Diskusi Seputar Try Out Terpakai

Permasalahan try out terpakai atau uji coba terpakai memang masih menjadi perdebatan dalam metodologi penelitian, terutama di bidang ilmu sosial. Apa itu sebenarnya try out terpakai? Sebelumnya, mari kita refresh sejenak terkait dengan langkah-langkah pokok dalam penelitian. Secara garis besar, semua penelitian ilmu sosial akan melalui tahapan ini: 1) identifikasi masalah, 2) menyusun landasan teori dan hipotesis, 3)  menentukan variabel, 4) menyusun instrumen penelitian, 5) sampling, 6) pengambilan data, 7) analisis data, dan 8) menulis laporan.

Dimakah proses try out itu dilakukan? Proses try out dilakukan pada tahap menyusun instrumen penelitian agar instrumen yang kita gunakan dalam pengambilan data sudah teruji validitas dan reliabilitasnya. Lalu apa itu try out terpakai? Try out terpakai adalah ketika data yang kita ambil untuk menguji validitas dan reliabilitas instrumen juga kita gunakan sebagai data penelitian kita. Jadi semisal kita mengambil data 100 subjek untuk menguji instrumen kita, kemudian data 100 subjek ini kita gunakan kembali untuk menguji hipotesis kita setelah dikurangi oleh item-item yang tidak valid. Jadi kita tidak perlu dua kali dalam mengambil data. Mengapa kita melarkukan try out terpakai? Alasan yang paling umum dan paling logis yang dipakai adalah karena keterbatasan jumlah subjek kita. Misalkan kita ingin meneliti tentang penderita AIDS di Yogyakarta. Jika kita harus melakukan dua kali pengambilan data untuk try out instrumen dan pengambilan data penelitian, tentu akan sangat sulit. Alasan lain yang sering dipakai lebih ke alasan yang mengada-ada dan didasari ingin mencari jalan pintas, seperti keterbatasan waktu, keterbatasan dana, dll.  

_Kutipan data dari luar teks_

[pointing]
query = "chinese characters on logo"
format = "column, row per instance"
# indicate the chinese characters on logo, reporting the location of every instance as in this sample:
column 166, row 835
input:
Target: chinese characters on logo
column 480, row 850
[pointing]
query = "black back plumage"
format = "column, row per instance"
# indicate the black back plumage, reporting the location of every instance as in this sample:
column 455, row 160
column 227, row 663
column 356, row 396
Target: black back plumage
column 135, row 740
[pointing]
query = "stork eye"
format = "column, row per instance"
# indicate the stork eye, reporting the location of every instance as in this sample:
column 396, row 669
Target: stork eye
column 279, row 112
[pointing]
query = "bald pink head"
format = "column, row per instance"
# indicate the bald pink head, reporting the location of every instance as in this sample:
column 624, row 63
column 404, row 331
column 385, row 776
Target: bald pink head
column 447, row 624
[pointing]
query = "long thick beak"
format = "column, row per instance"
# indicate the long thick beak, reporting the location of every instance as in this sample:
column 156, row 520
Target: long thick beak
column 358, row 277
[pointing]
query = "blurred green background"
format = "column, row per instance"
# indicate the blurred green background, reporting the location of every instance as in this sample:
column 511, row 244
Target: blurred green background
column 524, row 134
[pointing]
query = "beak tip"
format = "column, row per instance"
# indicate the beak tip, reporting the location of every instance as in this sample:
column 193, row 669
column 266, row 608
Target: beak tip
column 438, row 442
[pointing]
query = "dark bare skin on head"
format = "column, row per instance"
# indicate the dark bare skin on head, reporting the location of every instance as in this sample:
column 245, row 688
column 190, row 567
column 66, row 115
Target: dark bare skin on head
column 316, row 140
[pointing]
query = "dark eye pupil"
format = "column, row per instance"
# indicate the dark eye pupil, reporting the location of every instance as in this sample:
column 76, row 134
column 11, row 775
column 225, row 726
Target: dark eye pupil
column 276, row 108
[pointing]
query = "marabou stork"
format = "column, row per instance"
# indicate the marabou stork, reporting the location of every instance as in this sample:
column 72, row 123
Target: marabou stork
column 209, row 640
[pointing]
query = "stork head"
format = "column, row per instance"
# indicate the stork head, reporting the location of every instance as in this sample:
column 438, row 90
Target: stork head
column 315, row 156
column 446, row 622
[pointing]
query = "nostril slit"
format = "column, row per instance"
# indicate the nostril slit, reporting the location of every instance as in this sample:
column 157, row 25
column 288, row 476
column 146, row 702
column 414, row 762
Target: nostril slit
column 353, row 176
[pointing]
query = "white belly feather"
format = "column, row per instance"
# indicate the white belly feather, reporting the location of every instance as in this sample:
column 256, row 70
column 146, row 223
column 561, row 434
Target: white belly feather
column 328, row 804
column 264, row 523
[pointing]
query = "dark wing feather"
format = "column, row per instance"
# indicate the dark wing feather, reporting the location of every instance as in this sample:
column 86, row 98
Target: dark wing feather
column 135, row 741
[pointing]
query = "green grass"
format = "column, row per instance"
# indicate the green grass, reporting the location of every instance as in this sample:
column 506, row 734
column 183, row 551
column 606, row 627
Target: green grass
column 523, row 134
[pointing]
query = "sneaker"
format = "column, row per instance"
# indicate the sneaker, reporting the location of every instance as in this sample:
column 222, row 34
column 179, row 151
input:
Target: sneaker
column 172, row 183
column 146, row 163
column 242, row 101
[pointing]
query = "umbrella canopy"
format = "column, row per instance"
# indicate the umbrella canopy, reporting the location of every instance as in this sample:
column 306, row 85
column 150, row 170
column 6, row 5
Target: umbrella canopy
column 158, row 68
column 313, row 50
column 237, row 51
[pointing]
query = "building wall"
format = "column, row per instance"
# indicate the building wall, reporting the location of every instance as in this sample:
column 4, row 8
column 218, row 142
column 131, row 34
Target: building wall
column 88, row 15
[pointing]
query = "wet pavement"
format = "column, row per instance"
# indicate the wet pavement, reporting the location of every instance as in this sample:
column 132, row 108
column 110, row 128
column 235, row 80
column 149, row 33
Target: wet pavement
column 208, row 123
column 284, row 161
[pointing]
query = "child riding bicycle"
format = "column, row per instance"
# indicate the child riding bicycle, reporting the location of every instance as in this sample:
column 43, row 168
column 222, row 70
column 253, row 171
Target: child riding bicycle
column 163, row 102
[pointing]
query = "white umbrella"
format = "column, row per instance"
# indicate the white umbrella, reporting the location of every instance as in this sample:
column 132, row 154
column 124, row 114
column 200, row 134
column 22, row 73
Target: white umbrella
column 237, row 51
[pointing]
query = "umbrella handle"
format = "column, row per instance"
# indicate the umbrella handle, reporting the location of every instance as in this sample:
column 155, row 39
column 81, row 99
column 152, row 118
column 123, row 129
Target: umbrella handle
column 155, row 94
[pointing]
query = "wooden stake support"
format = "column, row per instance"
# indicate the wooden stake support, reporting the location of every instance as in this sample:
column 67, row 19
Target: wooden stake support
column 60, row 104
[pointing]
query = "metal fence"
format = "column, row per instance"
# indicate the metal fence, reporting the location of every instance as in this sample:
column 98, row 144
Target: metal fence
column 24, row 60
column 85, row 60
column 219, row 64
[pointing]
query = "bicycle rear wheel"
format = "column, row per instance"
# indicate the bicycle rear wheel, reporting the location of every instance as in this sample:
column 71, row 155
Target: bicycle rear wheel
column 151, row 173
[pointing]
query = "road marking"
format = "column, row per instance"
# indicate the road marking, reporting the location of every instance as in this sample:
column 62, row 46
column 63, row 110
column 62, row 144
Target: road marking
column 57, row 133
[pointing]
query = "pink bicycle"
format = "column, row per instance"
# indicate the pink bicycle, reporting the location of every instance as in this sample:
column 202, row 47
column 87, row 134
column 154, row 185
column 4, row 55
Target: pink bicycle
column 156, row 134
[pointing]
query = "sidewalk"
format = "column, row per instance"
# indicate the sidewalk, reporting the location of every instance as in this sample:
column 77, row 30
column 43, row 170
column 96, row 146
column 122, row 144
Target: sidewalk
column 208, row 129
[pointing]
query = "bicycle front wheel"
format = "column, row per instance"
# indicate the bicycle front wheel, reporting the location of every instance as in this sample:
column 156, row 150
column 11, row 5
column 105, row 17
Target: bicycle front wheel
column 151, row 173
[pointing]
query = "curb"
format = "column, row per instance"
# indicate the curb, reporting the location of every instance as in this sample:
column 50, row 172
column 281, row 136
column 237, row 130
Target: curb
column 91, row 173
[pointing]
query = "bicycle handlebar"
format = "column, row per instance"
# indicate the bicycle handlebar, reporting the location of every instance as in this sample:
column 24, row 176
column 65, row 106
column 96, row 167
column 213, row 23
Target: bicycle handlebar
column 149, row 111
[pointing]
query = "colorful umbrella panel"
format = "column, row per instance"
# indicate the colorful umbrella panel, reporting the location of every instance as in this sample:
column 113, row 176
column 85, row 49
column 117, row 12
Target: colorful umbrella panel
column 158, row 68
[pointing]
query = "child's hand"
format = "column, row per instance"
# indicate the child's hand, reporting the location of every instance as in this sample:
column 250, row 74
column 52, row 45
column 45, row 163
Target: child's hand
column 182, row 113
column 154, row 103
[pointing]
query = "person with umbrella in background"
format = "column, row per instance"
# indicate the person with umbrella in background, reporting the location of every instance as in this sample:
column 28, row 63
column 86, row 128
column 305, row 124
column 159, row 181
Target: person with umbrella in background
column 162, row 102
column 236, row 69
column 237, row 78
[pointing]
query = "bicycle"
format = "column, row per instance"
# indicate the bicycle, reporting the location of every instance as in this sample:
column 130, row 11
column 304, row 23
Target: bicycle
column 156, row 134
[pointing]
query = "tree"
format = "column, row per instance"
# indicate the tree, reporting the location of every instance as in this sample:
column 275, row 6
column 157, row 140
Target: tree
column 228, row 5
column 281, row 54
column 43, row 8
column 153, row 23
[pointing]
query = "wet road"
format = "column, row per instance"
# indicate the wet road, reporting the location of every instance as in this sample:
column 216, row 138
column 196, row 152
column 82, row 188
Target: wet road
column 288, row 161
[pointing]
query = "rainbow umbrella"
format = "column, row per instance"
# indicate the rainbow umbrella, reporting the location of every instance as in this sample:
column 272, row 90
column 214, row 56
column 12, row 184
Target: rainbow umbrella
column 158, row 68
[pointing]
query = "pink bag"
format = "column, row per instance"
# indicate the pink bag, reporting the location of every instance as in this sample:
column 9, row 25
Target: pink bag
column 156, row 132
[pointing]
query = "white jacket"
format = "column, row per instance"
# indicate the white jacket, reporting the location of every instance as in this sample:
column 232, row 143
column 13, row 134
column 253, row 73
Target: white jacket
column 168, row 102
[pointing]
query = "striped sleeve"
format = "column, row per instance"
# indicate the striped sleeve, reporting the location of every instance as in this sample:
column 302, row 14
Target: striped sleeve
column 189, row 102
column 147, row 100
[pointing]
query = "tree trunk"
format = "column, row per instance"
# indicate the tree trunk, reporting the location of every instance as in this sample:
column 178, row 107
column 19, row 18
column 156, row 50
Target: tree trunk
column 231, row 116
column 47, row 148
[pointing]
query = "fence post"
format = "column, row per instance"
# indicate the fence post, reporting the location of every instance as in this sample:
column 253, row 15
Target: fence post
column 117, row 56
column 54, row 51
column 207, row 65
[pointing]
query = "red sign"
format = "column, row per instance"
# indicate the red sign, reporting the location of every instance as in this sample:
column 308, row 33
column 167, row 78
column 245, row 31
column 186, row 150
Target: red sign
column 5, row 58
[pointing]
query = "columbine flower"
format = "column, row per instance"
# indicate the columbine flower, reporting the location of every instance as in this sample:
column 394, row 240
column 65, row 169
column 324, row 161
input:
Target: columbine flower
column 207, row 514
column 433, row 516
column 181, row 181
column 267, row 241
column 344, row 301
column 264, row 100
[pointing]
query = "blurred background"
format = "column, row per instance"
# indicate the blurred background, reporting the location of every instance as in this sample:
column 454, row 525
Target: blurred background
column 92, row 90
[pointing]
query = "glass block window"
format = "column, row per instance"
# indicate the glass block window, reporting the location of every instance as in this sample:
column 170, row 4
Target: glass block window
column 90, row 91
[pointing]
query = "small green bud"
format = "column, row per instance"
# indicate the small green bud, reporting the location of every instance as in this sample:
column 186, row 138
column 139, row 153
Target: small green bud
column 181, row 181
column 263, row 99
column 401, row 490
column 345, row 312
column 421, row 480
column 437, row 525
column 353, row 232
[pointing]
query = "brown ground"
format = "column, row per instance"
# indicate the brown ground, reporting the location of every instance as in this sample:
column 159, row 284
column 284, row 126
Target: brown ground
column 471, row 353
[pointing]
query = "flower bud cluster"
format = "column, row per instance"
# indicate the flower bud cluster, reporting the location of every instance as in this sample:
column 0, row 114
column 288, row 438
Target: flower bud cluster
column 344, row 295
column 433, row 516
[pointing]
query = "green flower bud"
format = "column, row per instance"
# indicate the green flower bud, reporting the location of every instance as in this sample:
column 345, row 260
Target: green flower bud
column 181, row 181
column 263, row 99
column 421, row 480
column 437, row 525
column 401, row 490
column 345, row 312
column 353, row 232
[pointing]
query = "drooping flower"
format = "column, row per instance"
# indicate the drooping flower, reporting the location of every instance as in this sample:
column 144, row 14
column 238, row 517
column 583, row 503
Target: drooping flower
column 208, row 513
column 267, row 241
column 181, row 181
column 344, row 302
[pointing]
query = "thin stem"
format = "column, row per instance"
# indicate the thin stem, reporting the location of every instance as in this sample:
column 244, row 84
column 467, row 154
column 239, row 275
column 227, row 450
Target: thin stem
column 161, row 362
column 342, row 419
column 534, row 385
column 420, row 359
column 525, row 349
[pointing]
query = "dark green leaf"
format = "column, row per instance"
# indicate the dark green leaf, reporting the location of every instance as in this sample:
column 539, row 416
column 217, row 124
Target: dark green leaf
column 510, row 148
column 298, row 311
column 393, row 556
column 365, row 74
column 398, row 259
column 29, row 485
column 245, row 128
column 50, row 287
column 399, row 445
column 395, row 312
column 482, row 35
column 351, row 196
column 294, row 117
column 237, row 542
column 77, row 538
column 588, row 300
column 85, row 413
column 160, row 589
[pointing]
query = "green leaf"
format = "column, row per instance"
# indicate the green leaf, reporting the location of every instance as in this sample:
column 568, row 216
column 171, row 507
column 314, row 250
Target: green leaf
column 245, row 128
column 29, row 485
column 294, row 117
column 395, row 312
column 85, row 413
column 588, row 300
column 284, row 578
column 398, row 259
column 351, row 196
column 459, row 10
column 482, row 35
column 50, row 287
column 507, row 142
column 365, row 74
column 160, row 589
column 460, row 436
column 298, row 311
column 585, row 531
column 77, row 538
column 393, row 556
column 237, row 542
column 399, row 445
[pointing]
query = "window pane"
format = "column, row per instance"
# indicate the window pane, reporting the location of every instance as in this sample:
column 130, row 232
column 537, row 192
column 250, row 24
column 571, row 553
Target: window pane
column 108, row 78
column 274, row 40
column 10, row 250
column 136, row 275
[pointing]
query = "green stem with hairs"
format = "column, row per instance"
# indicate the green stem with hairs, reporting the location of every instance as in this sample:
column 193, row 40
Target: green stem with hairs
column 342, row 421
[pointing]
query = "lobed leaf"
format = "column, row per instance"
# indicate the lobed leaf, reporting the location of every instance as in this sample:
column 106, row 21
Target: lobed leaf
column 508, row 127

Lalu bolehkah kita melakukan prosedur ini? Sebenarnya menjawab pertanyaan ini dengan berlandaskan literatur yang kuat akan sangat sulit, karena sedikit sekali referensi buku atau jurnal yang membahas ini. Selama ini boleh atau tidaknya melakukan prosedur ini lebih ditentukan oleh kultur di suatu kampus dan wewenang dari dosen pembimbing dan penguji. Di kampus UGM, sebagian dosen tidak menyarankan prosedur ini, bahkan sebagian melarang keras. Namun di beberapa kampus lain, prosedur ini umum dilakukan. Konon katanya yang menjadi landasan dilakukannya prosedur ini pendapat dari Prof. Sutrisno Hadi (alm). Namun saya sendiri belum membaca langsung artikel beliau yang membahas hal itu. Jadi dalam tulisan diskusi ini, saya coba memberikan pandangan beberapa ahli psikometri dan metodologi terkait prosedur try out terpakai ini.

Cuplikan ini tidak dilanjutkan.